Back in the days of Musings of a Koala (my old blog) I wrote about something that scared the crap out of me, and was shocked when the Director of the national charity I volunteer with, Joanna found the post and commened on it.
It was one of the encouraging words that lead to me sharing the journey I had into the work I do in more detail over a series of posts. I was totally overwhelmed by the response those posts got – not only from the number of folks in my church who eventually worked up the courage to ask me about it (most of whom I had no idea read my blog!), but also from a number of e-mails I got from people telling me about how those posts had helped them in some way. I really and truly didn’t expect it, but it gave me the courage to do what I’d been wishing to do for a long time and really be open about it and started this blog very aptly named ‘Learning from Sophie‘.
I actually didn’t explain the title of my blog until about a month after it went live.
One of the reasons I did inter:act is because I really wanted to be able to be better at public speaking, because I felt that maybe I needed to be to help mobilise the church to dealing with pregnancy crisis & pregnancy loss in a much more Jesus-like way.
It’s funny how common pregnancy crisis & pregnancy loss is in our country – it’s a common struggle. Yet I’ve gone to Christian conferences that have had seminars on supporting people who have been sexually abused, struggled with depression generally or with their sexual identity or with sex & relationships in general. And yet time after time people say “I wish I’d known how to help my friend” “I wish people had spoken with me about this before I got pregnant” and even “My minister advised me to have an abortion so nobody would find out I got pregnant out of wedlock“.
So last week I simultaneously wanted to both cheer and throw up when 2 women organising a Christian women’s conference in Edinburgh had said they felt they needed to have a session on the topic of prayer, pregnancy crisis & healing from pregnancy loss.
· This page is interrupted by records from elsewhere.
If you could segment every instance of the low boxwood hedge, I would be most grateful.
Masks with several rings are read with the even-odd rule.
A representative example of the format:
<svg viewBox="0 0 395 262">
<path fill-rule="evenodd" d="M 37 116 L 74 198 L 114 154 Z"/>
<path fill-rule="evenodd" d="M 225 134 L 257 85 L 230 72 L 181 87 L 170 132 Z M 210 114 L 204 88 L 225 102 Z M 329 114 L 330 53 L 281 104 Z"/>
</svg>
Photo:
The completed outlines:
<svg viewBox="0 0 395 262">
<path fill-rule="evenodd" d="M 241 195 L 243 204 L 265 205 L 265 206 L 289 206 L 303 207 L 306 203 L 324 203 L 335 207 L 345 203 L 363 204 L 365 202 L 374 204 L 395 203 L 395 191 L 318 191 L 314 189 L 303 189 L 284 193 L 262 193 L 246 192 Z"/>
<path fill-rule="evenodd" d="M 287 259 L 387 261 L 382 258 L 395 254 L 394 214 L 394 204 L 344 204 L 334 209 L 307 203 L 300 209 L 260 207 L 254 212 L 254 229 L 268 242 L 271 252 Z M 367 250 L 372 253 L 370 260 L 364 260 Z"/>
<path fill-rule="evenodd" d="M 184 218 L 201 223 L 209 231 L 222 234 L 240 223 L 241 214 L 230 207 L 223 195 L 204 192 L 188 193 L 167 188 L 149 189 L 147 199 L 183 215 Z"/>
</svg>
And that they would like me to give a talk on the subject.
I’m nervous for several reasons. Firstly, I really don’t want to mess this up. Secondly, I’m not a natural public speaker by any stretch of the imagination. Thirdly, I have no idea what to expect. Fourthly, I’m concerned they referred to me as an ‘expert’ on the subject. As my twitter bio says ‘I’m just a wee lassie fae Leith!‘ (and it’s true).
I do take courage though that the last time I was asked to speak at a Christian event (specifically to share the story of Sophie and the story of how I ended up in my current job) it went much much better than I ever could have anticipated, and heard months later how it had become a catalyst for number of exciting things that happened within that youth group. I blogged about it here and I said then that it had made me realise that sharing my story can help and make a difference in some way.
So I really hope that it will again.
Of course, I would appreciate prayer as I prepare to do this. One thing I really wish to do is to head up to beach to remember and honour my unborn child before the conference (which is in September) – I had hoped to do this in June but circumstances meant I was unable to do this. Plus if you have experience in speaking at these kind of events – please share your wisdom with me (I need it!!).